Do all derived classes from a hierarchy require access to the virtual base class?

Question

When I try to compile the following code:

class A {
public:
    A(int v) : virt(v) { }
    int virt;
    int getVirt(void) const { return virt; }
};

class B : private virtual A {
protected:
    B(int v) : A(v) { }
    using A::getVirt;
};

class C : public B, private virtual A {
protected:
    C(int v) : A(v), B(v) { }
    using A::getVirt;
};

class D : public C {
public:
    D(void) : C(3) { }
    using C::getVirt;
};

#include <iostream>

int main(int argc, char *argv[]) {
    D d;
    std::cout << "The number is: " << d.getVirt() << std::endl;

    return 0;
}

I get an error about D not instantiating A; is that correct? If a virtual base is embedded in the hierarchy do all derived classes also need to derive from that base, virtually, so they can call the parametric constructor of the virtual base?

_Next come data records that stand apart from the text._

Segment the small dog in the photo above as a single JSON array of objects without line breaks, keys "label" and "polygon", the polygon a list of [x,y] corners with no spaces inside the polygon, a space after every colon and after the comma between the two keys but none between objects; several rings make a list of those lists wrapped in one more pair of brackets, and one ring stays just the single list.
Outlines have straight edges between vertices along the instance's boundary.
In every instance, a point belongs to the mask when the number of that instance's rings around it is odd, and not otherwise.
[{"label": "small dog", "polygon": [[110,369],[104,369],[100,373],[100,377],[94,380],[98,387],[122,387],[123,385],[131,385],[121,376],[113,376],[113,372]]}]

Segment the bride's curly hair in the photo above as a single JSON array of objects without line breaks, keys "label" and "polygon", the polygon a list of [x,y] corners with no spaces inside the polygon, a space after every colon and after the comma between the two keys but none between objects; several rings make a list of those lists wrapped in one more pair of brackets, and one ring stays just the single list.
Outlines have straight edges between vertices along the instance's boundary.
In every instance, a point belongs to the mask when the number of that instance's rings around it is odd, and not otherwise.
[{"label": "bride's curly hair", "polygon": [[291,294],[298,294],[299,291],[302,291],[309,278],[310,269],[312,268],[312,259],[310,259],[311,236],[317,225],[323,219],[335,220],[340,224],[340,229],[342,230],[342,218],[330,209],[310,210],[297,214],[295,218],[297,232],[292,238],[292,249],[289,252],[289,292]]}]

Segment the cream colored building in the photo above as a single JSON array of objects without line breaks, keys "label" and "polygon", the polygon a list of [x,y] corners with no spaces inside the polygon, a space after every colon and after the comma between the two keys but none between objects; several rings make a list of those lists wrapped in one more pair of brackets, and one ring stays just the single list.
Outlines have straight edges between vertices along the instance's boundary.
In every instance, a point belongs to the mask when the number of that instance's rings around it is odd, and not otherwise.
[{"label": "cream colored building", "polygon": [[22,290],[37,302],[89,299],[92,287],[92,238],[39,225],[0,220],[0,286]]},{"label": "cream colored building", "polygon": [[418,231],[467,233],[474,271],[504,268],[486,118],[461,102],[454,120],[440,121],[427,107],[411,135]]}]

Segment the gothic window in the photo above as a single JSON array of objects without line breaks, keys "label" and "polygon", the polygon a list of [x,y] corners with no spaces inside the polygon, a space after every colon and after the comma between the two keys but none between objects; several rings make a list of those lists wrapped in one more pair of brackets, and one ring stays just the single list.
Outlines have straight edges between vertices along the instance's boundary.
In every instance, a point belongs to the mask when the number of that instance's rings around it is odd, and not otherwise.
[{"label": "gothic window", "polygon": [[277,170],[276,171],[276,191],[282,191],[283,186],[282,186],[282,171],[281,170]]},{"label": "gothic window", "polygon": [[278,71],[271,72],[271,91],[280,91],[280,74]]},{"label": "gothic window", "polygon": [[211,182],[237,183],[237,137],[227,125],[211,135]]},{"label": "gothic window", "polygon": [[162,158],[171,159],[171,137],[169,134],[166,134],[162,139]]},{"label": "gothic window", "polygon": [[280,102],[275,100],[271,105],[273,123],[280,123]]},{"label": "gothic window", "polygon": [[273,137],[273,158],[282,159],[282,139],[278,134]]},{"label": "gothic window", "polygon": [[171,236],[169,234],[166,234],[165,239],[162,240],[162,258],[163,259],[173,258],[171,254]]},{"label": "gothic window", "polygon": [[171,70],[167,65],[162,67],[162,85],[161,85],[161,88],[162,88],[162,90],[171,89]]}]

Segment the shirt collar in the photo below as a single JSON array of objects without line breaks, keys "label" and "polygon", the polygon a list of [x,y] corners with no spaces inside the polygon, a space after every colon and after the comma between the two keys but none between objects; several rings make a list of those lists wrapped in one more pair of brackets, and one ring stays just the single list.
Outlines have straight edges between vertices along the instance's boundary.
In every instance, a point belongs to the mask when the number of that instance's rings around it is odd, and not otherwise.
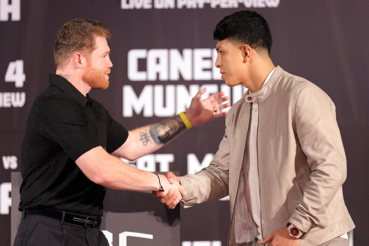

BTW, here are the errors produced by G++:

Main.cpp: In constructor ‘D::D()’:
Main.cpp:22:18: error: no matching function for call to ‘A::A()’
Main.cpp:22:18: note: candidates are:
Main.cpp:3:5: note: A::A(int)
Main.cpp:3:5: note:   candidate expects 1 argument, 0 provided
Main.cpp:1:7: note: A::A(const A&)
Main.cpp:1:7: note:   candidate expects 1 argument, 0 provided

Answer 1

As Kerrek SB mentions, you need to initialize A in the constructor for D.

However, you must also explicitly tell the compiler that you are not accessing A from its (privately) derived context by using the scope operator.

class D : public C {
public:
    D(void) : ::A(3), C(3) { }
//            ^^ Access this constructor from a global context
    using C::getVirt;
};

This also means that your constructor must be public, as is already the case with your code.

Answer 2

That has nothing to do with access control (at least not primarily). Rather, you have to understand how virtual bases work: The virtual base subobject is initialized by the most derived class. Since you don't mention A in the constructor initializer list of D, the default constructor is tried, but doesn't exist.

To fix this, initalize A properly in D:

 D() : A(3), C(3) { }

When you say A(3), name lookup is performed according to 12.6.2/2:

In a mem-initializer-id an initial unqualified identifier is looked up in the scope of the constructor’s class and, if not found in that scope, it is looked up in the scope containing the constructor’s definition.

As Drew Dorman rightly points out, you can force a direct path to the virtual base class by calling it ::A and thus obtaining the desired access.